Mr. Ibrahim also said he would increase minimum wage from N18, 000 to N75, 000 as soon as he takes over as governor.
“You cannot achieve the required development with workers who are hungry,” he said.
He said in his companies, the entering pay package for staff was N75, 000, arguing that the state had enough to pay workers.
According to him, more workers would be hired to drive the needed development, saying the economic revival of the state would need more men and women.
Mr. Oke, who disagreed with Mr. Ibrahim’s propositions, said removing personal income tax would not be advisable in curbing the ongoing recession.

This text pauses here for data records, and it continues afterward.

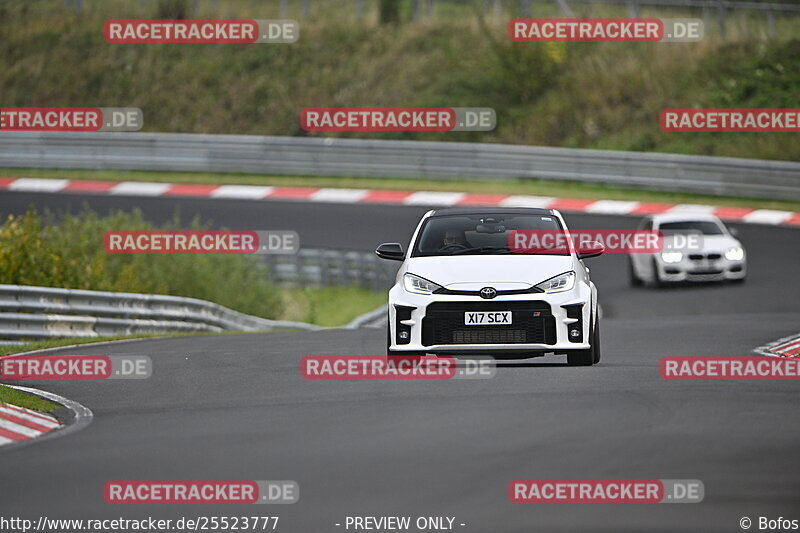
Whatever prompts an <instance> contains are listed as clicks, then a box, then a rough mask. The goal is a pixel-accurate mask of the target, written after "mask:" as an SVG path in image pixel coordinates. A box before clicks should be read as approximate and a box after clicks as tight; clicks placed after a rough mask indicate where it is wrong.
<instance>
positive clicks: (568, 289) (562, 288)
mask: <svg viewBox="0 0 800 533" xmlns="http://www.w3.org/2000/svg"><path fill="white" fill-rule="evenodd" d="M574 286H575V272H564V273H563V274H559V275H558V276H556V277H554V278H550V279H548V280H545V281H543V282H541V283H540V284H538V285H537V286H536V288H537V289H542V290H543V291H544V292H549V293H553V292H564V291H568V290H570V289H571V288H572V287H574Z"/></svg>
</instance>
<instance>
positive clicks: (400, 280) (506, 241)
mask: <svg viewBox="0 0 800 533" xmlns="http://www.w3.org/2000/svg"><path fill="white" fill-rule="evenodd" d="M526 230H534V231H542V230H544V231H550V232H561V233H563V232H565V231H566V225H565V224H564V220H563V218H562V216H561V214H560V213H559V212H558V211H555V210H552V209H534V208H485V209H481V208H478V209H475V208H473V209H458V208H454V209H442V210H436V211H429V212H428V213H426V214H425V216H423V217H422V220H421V221H420V223H419V225H418V226H417V229H416V230H415V231H414V235H413V237H412V238H411V244H410V246H409V248H408V252H407V253H406V252H405V251H404V250H403V247H402V245H401V244H399V243H387V244H382V245H380V246H379V247H378V249H377V250H376V251H375V252H376V254H377V255H378V256H379V257H382V258H384V259H392V260H396V261H402V262H403V264H402V265H401V266H400V270H399V271H398V273H397V281H396V283H395V285H394V286H393V287H392V288H391V290H390V291H389V324H388V329H387V350H388V355H389V356H404V357H408V356H422V355H425V354H441V355H451V356H459V355H461V356H468V355H491V356H493V357H495V358H504V359H523V358H529V357H537V356H543V355H547V354H566V355H567V362H568V364H569V365H574V366H577V365H581V366H583V365H592V364H594V363H597V362H598V361H600V319H599V317H598V311H597V310H598V307H597V289H596V288H595V286H594V283H592V281H591V280H590V279H589V269H588V268H586V267H585V265H584V264H583V259H585V258H588V257H594V256H597V255H600V254H601V253H602V252H603V248H602V246H601V245H599V244H598V243H591V246H590V247H585V248H583V249H581V250H573V251H561V252H559V253H553V252H545V253H536V252H532V251H529V250H527V251H524V250H514V249H512V248H510V247H509V243H510V241H509V237H510V236H512V235H513V233H512V232H515V231H526Z"/></svg>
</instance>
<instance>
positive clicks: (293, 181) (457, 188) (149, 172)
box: [0, 168, 800, 211]
mask: <svg viewBox="0 0 800 533" xmlns="http://www.w3.org/2000/svg"><path fill="white" fill-rule="evenodd" d="M0 176H9V177H29V178H60V179H72V180H99V181H151V182H166V183H194V184H202V185H226V184H236V185H263V186H276V187H332V188H355V189H383V190H399V191H418V190H426V191H455V192H467V193H485V194H524V195H534V196H554V197H559V198H589V199H596V200H630V201H640V202H659V203H699V204H708V205H724V206H733V207H751V208H754V209H779V210H784V211H800V201H797V202H794V201H783V200H764V199H760V198H735V197H727V196H709V195H703V194H692V193H679V192H666V191H663V192H662V191H648V190H642V189H629V188H623V187H613V186H610V185H604V184H592V183H583V182H577V181H552V180H537V179H509V180H498V181H473V180H469V181H466V180H423V179H401V178H348V177H298V176H266V175H257V174H235V173H233V174H219V173H212V172H208V173H202V172H150V171H117V170H97V171H94V170H50V169H18V168H16V169H14V168H0Z"/></svg>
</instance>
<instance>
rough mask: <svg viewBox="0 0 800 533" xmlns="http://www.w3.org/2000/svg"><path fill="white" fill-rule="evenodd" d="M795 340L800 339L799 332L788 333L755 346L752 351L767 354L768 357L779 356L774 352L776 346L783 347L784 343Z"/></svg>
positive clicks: (795, 340) (764, 354)
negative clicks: (782, 336) (761, 344)
mask: <svg viewBox="0 0 800 533" xmlns="http://www.w3.org/2000/svg"><path fill="white" fill-rule="evenodd" d="M797 340H800V334H798V333H795V334H794V335H788V336H786V337H783V338H781V339H778V340H776V341H772V342H768V343H767V344H765V345H763V346H759V347H758V348H755V349H754V350H753V351H754V352H756V353H760V354H761V355H767V356H769V357H781V356H780V355H778V354H777V353H776V352H775V350H776V349H777V348H780V347H783V346H784V345H786V343H792V342H794V341H797Z"/></svg>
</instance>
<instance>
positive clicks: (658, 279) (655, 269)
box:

“I will not abolish personal income tax because it is statutory,” Mr. Oke said. “What we will do is to ensure effective ways of collecting taxes.”
Mr. Oke said increasing minimum wage would not be feasible given the huge backlog of salaries owners.
He said for one year of his administration increasing minimum wage would not be on his agenda, but would focus on clearing the backlog of salaries owed the workers.
The candidates also had a contention over the administration of security votes. It was the submission of Mr. Ibrahim that votes for security was unnecessary and a product of corruption.
“Security votes is a fraud,” he declared. “I will not spent government funds to protect myself.”
Instead, he said he would provide five percent of gross federal allocation to the state for traditional rulers to help administer security and development at the local level.
On this, Mr. Oke disagreed again with Mr. Ibrahim, saying he would retain the administration of security votes.
He noted that he would ensure that the amount voted for security was reduced and its application transparent.
“There are things the governor does on security that cannot go through the bottlenecks of bureaucracy,” he said.
Olu Agunloye of the Social Democratic Party, who was in most part evasive in answering direct questions, did not offer any solutions on the security.
He however said the minimum wage issue was a fraud, arguing the increments were irregular and fraudulent. He had no time to offer solutions.
He said he would be tough on insecurity and would ensure herdsmen abide by the laws for peaceful coexistence.
Mr. Agunloye said he would ensure pensioners get paid without difficulty. He said corruption was causing poverty in the state.
On funding of elections, Mr. Oke denied being funded by the national leader of the APC, Bola Tinubu. He did not declare how much he had spent so far in the campaigns.
Mr. Agunloye also denied receiving any funding emanating from corruption, and defended his party’s leader, Olu Falae, on the N100 million received from the Jonathan administration for the 2015 presidential election.
He said Mr. Falae did not collect any money from the office of the NSA, as alleged, but was a product of an agreement between the PDP and the SDP.
The candidates were in agreement on the need to involve the private sector in the revival of the economy. They were also on the same page on the issue of creating jobs through revamping moribund industries in the state.
The candidates advocated free education at primary and secondary levels, with a twist from Ibrahim, who promised to covert 100 government schools to boarding system, and reinstating the order of seniority I’m the schools to restore discipline.
The candidates, when asked to ask themselves questions, were preoccupied with having the support of their opponents if they emerged winner on Saturday.
The fourth candidate, Rotimi Akeredolu, of the All Progressives Congress, did not attend the debate.
His media office in a statement on Monday, said Mr. Akeredolu could not be part of the debate because he was away in Ilaje local government for his campaign.